Central banks are the biggest Gold holders. In their aim to support their currencies in turbulent times, central banks tend to diversify their reserves and buy Gold to improve the perceived strength of the economy and the currency. High Gold reserves can be a source of trust for a country’s solvency. Central banks added 1,136 tonnes of Gold worth around $70 billion to their reserves in 2022, according to data from the World Gold Council. This is the highest yearly purchase since records began. Central banks from emerging economies such as China, India and Turkey are quickly increasing their Gold reserves.
Gold has an inverse correlation with the US Dollar and US Treasuries, which are both major reserve and safe-haven assets. When the Dollar depreciates, Gold tends to rise, enabling investors and central banks to diversify their assets in turbulent times. Gold is also inversely correlated with risk assets. A rally in the stock market tends to weaken Gold price, while sell-offs in riskier markets tend to favor the precious metal.
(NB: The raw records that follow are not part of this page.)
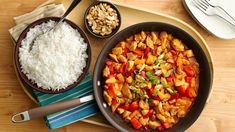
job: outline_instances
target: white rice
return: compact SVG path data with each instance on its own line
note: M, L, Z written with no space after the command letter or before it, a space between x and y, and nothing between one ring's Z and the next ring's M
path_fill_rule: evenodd
M53 91L65 89L76 82L88 58L87 43L66 22L38 37L29 50L35 36L55 24L55 21L48 21L30 29L19 49L22 72L38 87Z

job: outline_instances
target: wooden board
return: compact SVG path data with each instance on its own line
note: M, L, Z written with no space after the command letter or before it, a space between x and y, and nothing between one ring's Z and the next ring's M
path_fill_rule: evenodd
M20 89L20 85L18 84L15 77L11 59L13 47L11 46L11 40L7 29L14 25L12 21L13 16L31 11L33 8L39 5L39 3L42 3L42 1L43 0L38 0L35 1L35 3L32 3L30 0L0 1L6 3L6 5L0 5L1 131L32 131L32 129L48 131L42 120L35 120L24 124L12 124L10 122L10 116L13 113L32 108L36 105L31 100L29 100L24 92ZM117 0L114 2L117 2ZM235 49L235 45L233 45L233 43L235 43L235 40L222 41L206 33L186 14L186 11L182 7L180 0L176 0L174 4L172 4L171 0L149 0L145 2L141 0L119 0L118 2L132 6L148 8L152 11L168 13L185 20L187 23L198 29L198 31L207 40L208 45L212 50L212 54L214 55L215 83L211 100L209 101L202 115L188 131L235 130L235 127L233 126L233 121L235 121L235 114L233 112L233 109L235 108L235 92L233 91L235 88L233 86L233 79L235 77L235 53L233 50ZM78 11L82 12L83 10L79 8ZM71 14L71 17L76 19L78 16L73 13ZM128 22L126 26L133 24L129 19L126 21ZM93 49L98 48L100 50L101 48L99 47L102 45L93 46ZM93 54L93 57L97 57L98 53ZM88 125L81 122L63 127L58 129L58 131L91 131L94 129L97 131L111 131L109 128Z

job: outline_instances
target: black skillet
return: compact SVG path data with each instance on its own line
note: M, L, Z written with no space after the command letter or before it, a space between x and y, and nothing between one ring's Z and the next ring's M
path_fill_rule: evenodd
M106 43L103 50L101 51L96 61L96 65L94 69L93 86L94 86L96 102L102 114L105 116L105 118L119 131L144 131L143 129L141 130L133 129L131 125L124 122L124 120L121 119L121 117L119 117L118 114L112 113L110 107L106 105L104 98L103 98L103 79L104 78L102 77L102 71L105 66L105 60L108 58L108 53L111 52L111 49L115 47L115 45L118 44L118 42L124 40L125 38L131 35L139 33L142 30L143 31L167 31L168 33L171 33L174 37L177 37L180 40L182 40L182 42L186 44L189 49L193 50L194 55L200 65L199 66L200 75L199 75L198 96L192 108L187 113L187 115L184 118L180 119L180 121L176 123L172 128L165 130L167 132L184 131L187 128L189 128L197 120L197 118L199 117L200 113L202 112L206 104L206 100L210 93L210 89L212 85L211 83L212 71L210 69L208 59L203 49L197 43L197 41L193 37L191 37L188 33L186 33L182 29L175 27L173 25L160 23L160 22L139 23L139 24L132 25L120 31L118 34L112 37Z

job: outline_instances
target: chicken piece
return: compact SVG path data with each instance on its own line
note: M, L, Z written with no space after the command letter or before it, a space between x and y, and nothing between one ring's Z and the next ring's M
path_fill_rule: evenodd
M127 53L127 59L128 60L135 60L137 58L137 55L133 54L133 53Z
M137 47L137 42L136 41L133 41L131 42L131 45L129 46L129 50L130 51L134 51Z
M130 114L130 118L132 119L132 118L134 118L135 116L137 116L137 115L139 115L140 114L140 112L138 111L138 110L135 110L134 112L132 112L131 114Z
M184 51L184 56L187 56L188 58L193 57L193 51L192 50L186 50Z
M126 39L126 42L130 43L130 42L133 41L133 39L134 39L134 37L133 37L133 36L130 36L129 38Z
M145 64L145 59L136 59L135 65L139 65L139 64Z
M140 35L141 35L141 38L142 38L141 41L143 42L146 39L146 33L144 31L141 31Z
M153 40L149 36L146 38L146 44L149 48L154 49Z
M161 122L166 122L166 117L163 116L162 114L157 114L156 116Z
M164 40L164 39L167 39L167 37L168 37L168 34L167 34L167 32L166 31L162 31L161 33L160 33L160 39L161 40Z
M176 51L184 51L184 45L179 39L173 39L171 42L171 46L176 50Z
M178 57L177 60L176 60L176 65L178 67L182 66L183 65L183 59L182 57Z
M173 39L172 34L168 34L167 39L168 39L169 41L171 41L171 40Z
M193 77L193 78L191 79L190 86L191 86L192 88L195 88L195 87L196 87L196 79L195 79L195 77Z
M125 82L125 79L124 79L122 73L117 74L117 78L118 78L118 80L119 80L121 83L124 83L124 82Z
M149 127L151 129L156 129L157 127L161 126L161 123L158 121L149 121Z
M134 67L135 62L134 61L128 61L127 62L127 71L130 71Z
M140 42L142 40L141 34L135 34L135 41Z
M120 105L120 103L116 103L116 104L111 105L112 112L115 112L119 105Z
M163 49L161 46L157 47L157 55L161 55L161 53L163 52Z
M115 54L109 54L109 57L110 57L112 60L118 62L117 56L116 56Z
M117 112L118 112L118 114L122 114L122 113L124 113L124 109L123 108L117 108Z
M144 50L144 49L146 49L147 45L144 44L143 42L139 42L138 45L137 45L137 47L140 48L140 49L142 49L142 50Z
M178 117L184 117L185 114L186 114L186 112L185 112L184 110L179 110L179 111L177 112L177 116L178 116Z
M153 101L151 102L151 105L153 105L153 106L158 106L158 104L159 104L159 101L158 101L158 100L153 100Z
M148 117L147 117L147 118L141 117L141 118L139 119L139 121L140 121L140 123L141 123L143 126L145 126L145 125L148 124L149 118L148 118Z
M149 104L141 99L139 101L139 107L143 110L148 110L149 109Z
M104 96L104 100L108 103L108 105L110 106L112 103L112 97L109 96L109 94L107 93L107 91L104 91L103 93Z
M153 40L153 44L156 44L156 43L157 43L157 41L158 41L158 38L157 38L156 33L151 32L151 37L152 37L152 40Z
M123 55L118 55L117 56L117 59L120 61L120 62L127 62L127 58L125 57L125 56L123 56Z
M124 95L124 97L132 99L132 94L131 94L131 91L129 89L129 85L127 83L125 83L122 87L122 94Z
M110 77L105 81L105 83L116 83L116 82L117 82L117 80L115 77Z
M171 116L175 116L177 114L177 109L178 107L175 107L175 106L171 107L170 109Z
M157 57L156 56L153 56L151 54L149 54L147 60L146 60L146 64L148 65L152 65L154 64L154 62L156 61Z
M149 89L152 88L152 83L151 83L151 82L147 81L146 84L147 84L147 87L148 87Z
M122 54L122 47L115 47L112 49L112 53L114 55L121 55Z
M146 71L152 71L153 70L153 66L145 65L144 68L145 68Z
M122 49L124 49L126 47L126 43L124 41L121 41L117 44L116 48L117 47L121 47Z
M175 63L174 59L172 59L172 58L167 59L166 62L171 63L171 64L174 64L174 63Z
M122 117L123 117L123 118L127 118L130 114L131 114L130 111L125 110L125 111L123 112L123 114L122 114Z
M175 119L174 119L173 117L168 117L168 118L166 119L166 122L167 122L167 123L175 123Z
M172 53L171 52L167 52L166 54L165 54L165 58L166 59L170 59L170 58L172 58L173 56L172 56Z
M110 70L109 70L109 68L107 66L103 70L103 75L105 77L108 77L110 75Z
M120 64L120 63L113 63L113 67L114 67L114 69L117 70L117 71L120 69L121 65L122 65L122 64Z
M133 81L132 76L129 76L129 77L126 78L127 83L132 83L132 81Z
M184 64L184 65L190 65L190 62L189 62L187 59L184 58L184 59L183 59L183 64Z
M177 79L177 78L175 78L174 79L174 83L175 83L175 86L176 87L179 87L179 86L183 86L183 85L185 85L185 80L184 79Z
M118 83L114 83L114 91L118 97L122 96L121 90L122 90L122 87L120 87Z
M148 114L148 112L149 112L149 110L142 110L141 111L142 115L146 115L146 114Z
The price can move due to a wide range of factors. Geopolitical instability or fears of a deep recession can quickly make Gold price escalate due to its safe-haven status. As a yield-less asset, Gold tends to rise with lower interest rates, while higher cost of money usually weighs down on the yellow metal. Still, most moves depend on how the US Dollar (USD) behaves as the asset is priced in dollars (XAU/USD). A strong Dollar tends to keep the price of Gold controlled, whereas a weaker Dollar is likely to push Gold prices up.